The Budesrat consists of members/ministers from the states, which have been elected in the state elections. The people who are present at the sessions are usually representataives of the state governments, but that is mainly for practical reasons, and they are still politically aligned to make up of state government. It should definately be in the indirectly elected category.
Introduce voting systems that allow for infra-party choice, be that STV (plenty of independents in Ireland) or something else.
Yet, in recent years, we have witnessed a series of bad laws passing through the Scottish Parliament, only to be later struck down or amended in the courts, repealed in parliament or simply not enacted. The “named person” scheme, a central part of the Children and Young People Act. The Offensive Behaviour at Football and Threatening Communications Act. The Railway Policing Act.
The latest of these inadequate, incompetent laws is the Gender Recognition Reform Bill, which is currently making its way through parliament.

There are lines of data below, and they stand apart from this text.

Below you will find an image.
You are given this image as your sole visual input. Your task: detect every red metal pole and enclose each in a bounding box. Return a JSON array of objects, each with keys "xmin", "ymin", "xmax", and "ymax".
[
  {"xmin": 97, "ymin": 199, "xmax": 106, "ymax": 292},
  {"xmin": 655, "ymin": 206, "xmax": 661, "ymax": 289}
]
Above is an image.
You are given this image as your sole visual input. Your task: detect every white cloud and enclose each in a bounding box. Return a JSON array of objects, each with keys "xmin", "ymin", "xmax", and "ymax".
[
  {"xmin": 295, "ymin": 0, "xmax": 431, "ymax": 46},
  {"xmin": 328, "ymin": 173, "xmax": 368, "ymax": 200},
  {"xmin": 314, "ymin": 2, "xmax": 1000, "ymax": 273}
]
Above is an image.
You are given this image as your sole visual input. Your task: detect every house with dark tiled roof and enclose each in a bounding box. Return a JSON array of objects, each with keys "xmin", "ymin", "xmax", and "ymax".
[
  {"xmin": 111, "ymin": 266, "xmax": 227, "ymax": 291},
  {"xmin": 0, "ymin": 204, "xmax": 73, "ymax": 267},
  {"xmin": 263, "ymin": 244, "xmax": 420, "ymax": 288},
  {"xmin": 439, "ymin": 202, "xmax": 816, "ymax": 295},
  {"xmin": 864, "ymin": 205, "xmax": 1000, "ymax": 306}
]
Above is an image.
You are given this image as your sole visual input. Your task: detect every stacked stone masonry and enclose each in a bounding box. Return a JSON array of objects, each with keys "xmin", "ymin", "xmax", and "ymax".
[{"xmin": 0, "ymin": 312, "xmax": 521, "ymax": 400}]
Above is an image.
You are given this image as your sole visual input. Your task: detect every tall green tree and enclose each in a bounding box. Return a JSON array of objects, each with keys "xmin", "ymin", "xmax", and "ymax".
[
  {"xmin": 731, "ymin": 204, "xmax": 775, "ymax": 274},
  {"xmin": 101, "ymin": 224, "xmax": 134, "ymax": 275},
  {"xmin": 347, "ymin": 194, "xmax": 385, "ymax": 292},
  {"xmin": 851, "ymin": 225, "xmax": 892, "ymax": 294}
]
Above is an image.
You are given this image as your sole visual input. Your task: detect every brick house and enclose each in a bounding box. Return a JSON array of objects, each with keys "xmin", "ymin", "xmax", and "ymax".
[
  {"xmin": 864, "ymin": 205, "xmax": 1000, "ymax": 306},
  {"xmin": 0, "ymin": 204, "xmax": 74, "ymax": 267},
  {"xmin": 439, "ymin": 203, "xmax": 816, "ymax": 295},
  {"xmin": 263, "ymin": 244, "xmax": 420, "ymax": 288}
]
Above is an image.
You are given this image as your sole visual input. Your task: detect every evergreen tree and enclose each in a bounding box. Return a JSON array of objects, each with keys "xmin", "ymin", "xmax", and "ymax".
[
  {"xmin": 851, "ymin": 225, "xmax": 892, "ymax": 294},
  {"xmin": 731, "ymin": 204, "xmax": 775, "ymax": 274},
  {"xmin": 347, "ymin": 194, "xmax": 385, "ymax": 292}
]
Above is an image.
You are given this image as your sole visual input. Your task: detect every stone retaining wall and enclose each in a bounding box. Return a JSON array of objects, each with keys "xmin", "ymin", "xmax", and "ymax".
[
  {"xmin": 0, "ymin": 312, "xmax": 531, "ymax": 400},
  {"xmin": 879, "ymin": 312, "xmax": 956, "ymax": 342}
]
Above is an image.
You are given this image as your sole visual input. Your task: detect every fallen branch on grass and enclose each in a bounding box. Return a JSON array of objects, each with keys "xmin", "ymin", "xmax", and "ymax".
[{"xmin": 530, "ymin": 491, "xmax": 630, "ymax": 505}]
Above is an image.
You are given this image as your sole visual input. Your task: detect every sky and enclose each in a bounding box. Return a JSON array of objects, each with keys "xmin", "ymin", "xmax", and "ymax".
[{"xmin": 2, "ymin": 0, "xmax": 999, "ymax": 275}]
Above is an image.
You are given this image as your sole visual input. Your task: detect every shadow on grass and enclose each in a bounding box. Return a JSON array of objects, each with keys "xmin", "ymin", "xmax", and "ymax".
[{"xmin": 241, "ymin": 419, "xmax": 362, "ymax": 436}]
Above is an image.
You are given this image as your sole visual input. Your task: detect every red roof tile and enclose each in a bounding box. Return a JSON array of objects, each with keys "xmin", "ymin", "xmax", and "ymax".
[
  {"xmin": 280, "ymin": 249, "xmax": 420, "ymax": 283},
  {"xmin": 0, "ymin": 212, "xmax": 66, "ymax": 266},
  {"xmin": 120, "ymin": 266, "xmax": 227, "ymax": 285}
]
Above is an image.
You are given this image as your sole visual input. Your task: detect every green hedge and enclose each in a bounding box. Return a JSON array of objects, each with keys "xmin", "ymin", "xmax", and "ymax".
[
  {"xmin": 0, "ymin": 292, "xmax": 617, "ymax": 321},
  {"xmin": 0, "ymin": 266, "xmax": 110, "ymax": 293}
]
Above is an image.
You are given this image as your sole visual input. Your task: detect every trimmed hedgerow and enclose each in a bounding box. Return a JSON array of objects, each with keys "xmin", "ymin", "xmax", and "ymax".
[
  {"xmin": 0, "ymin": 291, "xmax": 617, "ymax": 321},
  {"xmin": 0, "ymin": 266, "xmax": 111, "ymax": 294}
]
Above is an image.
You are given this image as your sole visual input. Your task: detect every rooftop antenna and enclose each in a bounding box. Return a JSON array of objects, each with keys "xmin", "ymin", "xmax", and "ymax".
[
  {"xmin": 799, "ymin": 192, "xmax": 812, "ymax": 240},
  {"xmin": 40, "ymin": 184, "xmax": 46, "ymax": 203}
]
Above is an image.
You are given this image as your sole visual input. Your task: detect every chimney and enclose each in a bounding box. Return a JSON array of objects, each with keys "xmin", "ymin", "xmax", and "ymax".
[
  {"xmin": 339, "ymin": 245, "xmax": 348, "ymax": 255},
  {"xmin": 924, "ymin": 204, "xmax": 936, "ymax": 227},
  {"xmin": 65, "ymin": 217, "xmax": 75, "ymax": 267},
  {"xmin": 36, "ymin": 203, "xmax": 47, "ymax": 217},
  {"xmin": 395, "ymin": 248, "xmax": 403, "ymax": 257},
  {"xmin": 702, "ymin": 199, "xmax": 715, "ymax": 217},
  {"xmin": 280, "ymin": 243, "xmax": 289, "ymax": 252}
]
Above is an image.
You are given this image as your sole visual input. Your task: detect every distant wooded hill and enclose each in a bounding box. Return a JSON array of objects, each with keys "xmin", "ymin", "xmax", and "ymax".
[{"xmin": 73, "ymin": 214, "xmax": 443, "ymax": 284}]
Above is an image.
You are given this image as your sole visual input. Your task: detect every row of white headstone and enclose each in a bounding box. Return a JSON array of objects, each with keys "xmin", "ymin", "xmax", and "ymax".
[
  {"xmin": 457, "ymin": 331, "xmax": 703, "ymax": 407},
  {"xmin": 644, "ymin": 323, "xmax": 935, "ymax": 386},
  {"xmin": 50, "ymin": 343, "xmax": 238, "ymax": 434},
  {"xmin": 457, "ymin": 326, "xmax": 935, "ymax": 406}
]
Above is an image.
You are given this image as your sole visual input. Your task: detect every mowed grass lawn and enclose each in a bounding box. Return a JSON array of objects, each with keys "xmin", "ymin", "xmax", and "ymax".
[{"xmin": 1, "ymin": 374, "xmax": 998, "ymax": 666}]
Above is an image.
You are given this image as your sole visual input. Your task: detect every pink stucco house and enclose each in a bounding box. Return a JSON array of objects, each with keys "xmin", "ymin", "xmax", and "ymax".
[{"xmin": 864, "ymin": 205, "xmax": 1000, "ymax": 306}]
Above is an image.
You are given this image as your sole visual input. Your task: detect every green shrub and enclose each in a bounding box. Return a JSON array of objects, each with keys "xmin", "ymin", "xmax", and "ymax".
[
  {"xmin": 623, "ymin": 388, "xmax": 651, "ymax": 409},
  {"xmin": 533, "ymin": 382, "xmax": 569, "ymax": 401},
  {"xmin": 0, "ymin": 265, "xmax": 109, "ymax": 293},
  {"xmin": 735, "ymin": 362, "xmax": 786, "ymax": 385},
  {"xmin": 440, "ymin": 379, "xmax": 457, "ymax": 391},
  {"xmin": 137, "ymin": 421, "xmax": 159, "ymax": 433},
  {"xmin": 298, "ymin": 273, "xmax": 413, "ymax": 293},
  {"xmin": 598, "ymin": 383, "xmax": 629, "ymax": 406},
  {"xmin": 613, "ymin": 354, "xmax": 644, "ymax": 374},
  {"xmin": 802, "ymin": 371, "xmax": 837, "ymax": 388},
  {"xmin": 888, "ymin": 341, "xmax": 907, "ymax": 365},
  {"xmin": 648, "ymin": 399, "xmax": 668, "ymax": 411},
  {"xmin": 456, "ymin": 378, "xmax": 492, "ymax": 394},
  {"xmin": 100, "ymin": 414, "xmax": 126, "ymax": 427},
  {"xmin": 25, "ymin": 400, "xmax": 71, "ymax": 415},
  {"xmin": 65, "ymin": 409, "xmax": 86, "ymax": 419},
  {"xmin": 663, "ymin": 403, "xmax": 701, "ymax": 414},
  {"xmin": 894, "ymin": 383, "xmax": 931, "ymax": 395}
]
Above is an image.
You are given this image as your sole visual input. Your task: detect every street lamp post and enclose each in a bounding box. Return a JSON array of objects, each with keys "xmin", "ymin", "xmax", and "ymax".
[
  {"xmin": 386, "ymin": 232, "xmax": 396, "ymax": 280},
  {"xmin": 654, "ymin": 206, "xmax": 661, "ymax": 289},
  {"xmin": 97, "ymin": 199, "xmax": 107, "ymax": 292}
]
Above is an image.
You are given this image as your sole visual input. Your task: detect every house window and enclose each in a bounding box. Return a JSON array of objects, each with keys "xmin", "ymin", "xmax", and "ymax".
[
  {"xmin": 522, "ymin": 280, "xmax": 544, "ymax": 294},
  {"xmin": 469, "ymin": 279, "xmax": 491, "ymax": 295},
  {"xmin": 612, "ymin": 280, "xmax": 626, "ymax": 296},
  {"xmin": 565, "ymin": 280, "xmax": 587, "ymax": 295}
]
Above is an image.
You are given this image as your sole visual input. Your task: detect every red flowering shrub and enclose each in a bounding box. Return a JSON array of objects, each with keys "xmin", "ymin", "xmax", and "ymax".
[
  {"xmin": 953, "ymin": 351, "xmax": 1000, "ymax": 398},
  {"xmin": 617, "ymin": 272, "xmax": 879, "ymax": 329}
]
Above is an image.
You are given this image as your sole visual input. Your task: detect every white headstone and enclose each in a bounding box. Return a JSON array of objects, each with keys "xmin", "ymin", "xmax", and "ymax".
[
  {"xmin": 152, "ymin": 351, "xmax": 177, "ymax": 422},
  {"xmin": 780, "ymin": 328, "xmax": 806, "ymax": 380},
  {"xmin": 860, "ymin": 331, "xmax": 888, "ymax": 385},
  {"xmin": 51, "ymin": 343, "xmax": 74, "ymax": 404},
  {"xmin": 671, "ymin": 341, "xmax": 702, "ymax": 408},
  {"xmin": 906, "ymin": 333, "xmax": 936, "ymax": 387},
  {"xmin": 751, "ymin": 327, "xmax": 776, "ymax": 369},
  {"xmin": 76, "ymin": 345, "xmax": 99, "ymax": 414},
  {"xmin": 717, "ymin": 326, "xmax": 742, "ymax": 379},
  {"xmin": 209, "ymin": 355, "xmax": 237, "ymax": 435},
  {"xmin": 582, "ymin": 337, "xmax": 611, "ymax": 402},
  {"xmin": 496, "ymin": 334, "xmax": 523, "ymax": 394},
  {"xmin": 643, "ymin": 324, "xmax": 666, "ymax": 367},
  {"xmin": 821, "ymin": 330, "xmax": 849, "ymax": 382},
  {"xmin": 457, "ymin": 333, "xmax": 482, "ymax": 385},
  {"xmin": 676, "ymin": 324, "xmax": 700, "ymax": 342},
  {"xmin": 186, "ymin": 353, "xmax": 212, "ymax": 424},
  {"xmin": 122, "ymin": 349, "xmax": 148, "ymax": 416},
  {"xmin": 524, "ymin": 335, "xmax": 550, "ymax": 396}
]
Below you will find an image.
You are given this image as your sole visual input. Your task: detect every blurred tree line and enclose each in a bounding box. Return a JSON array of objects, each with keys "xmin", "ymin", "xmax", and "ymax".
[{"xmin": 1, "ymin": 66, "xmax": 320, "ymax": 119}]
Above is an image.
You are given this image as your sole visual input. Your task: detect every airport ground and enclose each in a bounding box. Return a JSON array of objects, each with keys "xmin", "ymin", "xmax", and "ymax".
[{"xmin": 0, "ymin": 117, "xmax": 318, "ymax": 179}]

https://www.scotsman.com/news/opinion/columnists/bad-laws-written-in-flimsy-terms-undermine-the-founding-purpose-of-holyrood-susan-dalgety-3905976
"Although there is some question-by-question variability, the results from our survey show that inaccurate perceptions of group size are not limited to the types of socially charged group divisions typically explored in similar studies: race, religion, sexuality, education, and income. Americans are equally likely to misestimate the size of less widely discussed groups, such as adults who are left-handed. While respondents estimated that 34% of U.S. adults are left-handed, the real estimate lies closer to 10-12%. Similar misperceptions are found regarding the proportion of American adults who own a pet, have read a book in the past year, or reside in various cities or states. This suggests that errors in judgment are not due to the specific context surrounding a certain group."
And:
"Why is demographic math so difficult? One recent meta-study suggests that when people are asked to make an estimation they are uncertain about, such as the size of a population, they tend to rescale their perceptions in a rational manner. When a person’s lived experience suggests an extreme value — such as a small proportion of people who are Jewish or a large proportion of people who are Christian — they often assume, reasonably, that their experiences are biased. In response, they adjust their prior estimate of a group’s size accordingly by shifting it closer to what they perceive to be the mean group size (that is, 50%). This can facilitate misestimation in surveys, such as ours, which don’t require people to make tradeoffs by constraining the sum of group proportions within a certain category to 100%.
This reasoning process — referred to as uncertainty-based rescaling — leads people to systematically overestimate the size of small values and underestimate the size of large values. It also explains why estimates of populations closer to 0% (e.g., LGBT people, Muslims, and Native Americans) and populations closer to 100% (e.g., adults with a high school degree or who own a car) are less accurate than estimates of populations that are closer to 50%, such as the percentage of American adults who are married or have a child."
At the bottom they also have a chart of median estimates, which are more accurate than the mean estimates.
As always with the debate about the Lords, the starting point has to be the question of what the Lords is *for*. Once we’ve decided what it’s for, we can discuss how it should be formed.